Is there a way to configure the robots.txt so that the site accepts visits ONLY from Google, Yahoo! and MSN spiders?
Why?
Anyone doing evil (e.g., gathering email addresses to spam) will just ignore robots.txt. So you're only going to be blocking legitimate search engines, as robots.txt compliance is voluntary.
But — if you insist on doing it anyway — that's what the User-Agent:
line in robots.txt is for.
User-agent: googlebot
Disallow:
User-agent: *
Disallow: /
With lines for all the other search engines you'd like traffic from, of course. Robotstxt.org has a partial list.
As everyone know, the robots.txt is a standard to be obeyed by the crawler and hence only well-behaved agents do so. So, putting it or not doesn't matter.
If you have some data, that you do not show on the site as well, you can just change the permission and improve the security.

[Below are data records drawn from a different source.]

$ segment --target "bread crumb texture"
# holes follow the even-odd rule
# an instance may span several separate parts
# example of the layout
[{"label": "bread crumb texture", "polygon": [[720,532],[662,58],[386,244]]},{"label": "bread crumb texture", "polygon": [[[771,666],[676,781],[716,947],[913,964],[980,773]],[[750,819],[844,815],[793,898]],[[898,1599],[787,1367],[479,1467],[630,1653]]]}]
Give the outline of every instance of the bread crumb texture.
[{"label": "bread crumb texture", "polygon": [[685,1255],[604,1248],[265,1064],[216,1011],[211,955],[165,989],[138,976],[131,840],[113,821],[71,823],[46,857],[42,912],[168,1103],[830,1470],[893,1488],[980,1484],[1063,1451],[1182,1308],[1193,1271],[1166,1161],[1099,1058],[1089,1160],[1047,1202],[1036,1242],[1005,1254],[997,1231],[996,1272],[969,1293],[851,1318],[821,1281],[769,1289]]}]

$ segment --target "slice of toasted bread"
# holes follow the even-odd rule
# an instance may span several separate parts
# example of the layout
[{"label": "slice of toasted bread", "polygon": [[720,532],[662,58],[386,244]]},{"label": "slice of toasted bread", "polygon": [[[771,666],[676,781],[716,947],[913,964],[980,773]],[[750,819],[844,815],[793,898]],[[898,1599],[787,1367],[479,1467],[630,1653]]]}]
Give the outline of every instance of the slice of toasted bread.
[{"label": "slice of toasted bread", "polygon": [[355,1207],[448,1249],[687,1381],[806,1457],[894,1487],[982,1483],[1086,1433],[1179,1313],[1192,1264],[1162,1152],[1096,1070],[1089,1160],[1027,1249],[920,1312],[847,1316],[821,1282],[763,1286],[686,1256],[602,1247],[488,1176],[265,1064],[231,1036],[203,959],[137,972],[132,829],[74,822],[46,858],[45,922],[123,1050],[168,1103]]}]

User-agent: * Disallow: / User-agent: Googlebot Allow: / User-agent: Slurp Allow: / User-Agent: msnbot Disallow:
Slurp is Yahoo's robot
There are more than 3 major search engines depending on which country you are talking. Facebook seem to be doing a good job listing only legitimate ones: https://facebook.com/robots.txt
So your robots.txt can be something like:
User-agent: Applebot
Allow: /
User-agent: baiduspider
Allow: /
User-agent: Bingbot
Allow: /
User-agent: Facebot
Allow: /
User-agent: Googlebot
Allow: /
User-agent: msnbot
Allow: /
User-agent: Naverbot
Allow: /
User-agent: seznambot
Allow: /
User-agent: Slurp
Allow: /
User-agent: teoma
Allow: /
User-agent: Twitterbot
Allow: /
User-agent: Yandex
Allow: /
User-agent: Yeti
Allow: /
User-agent: *
Disallow: /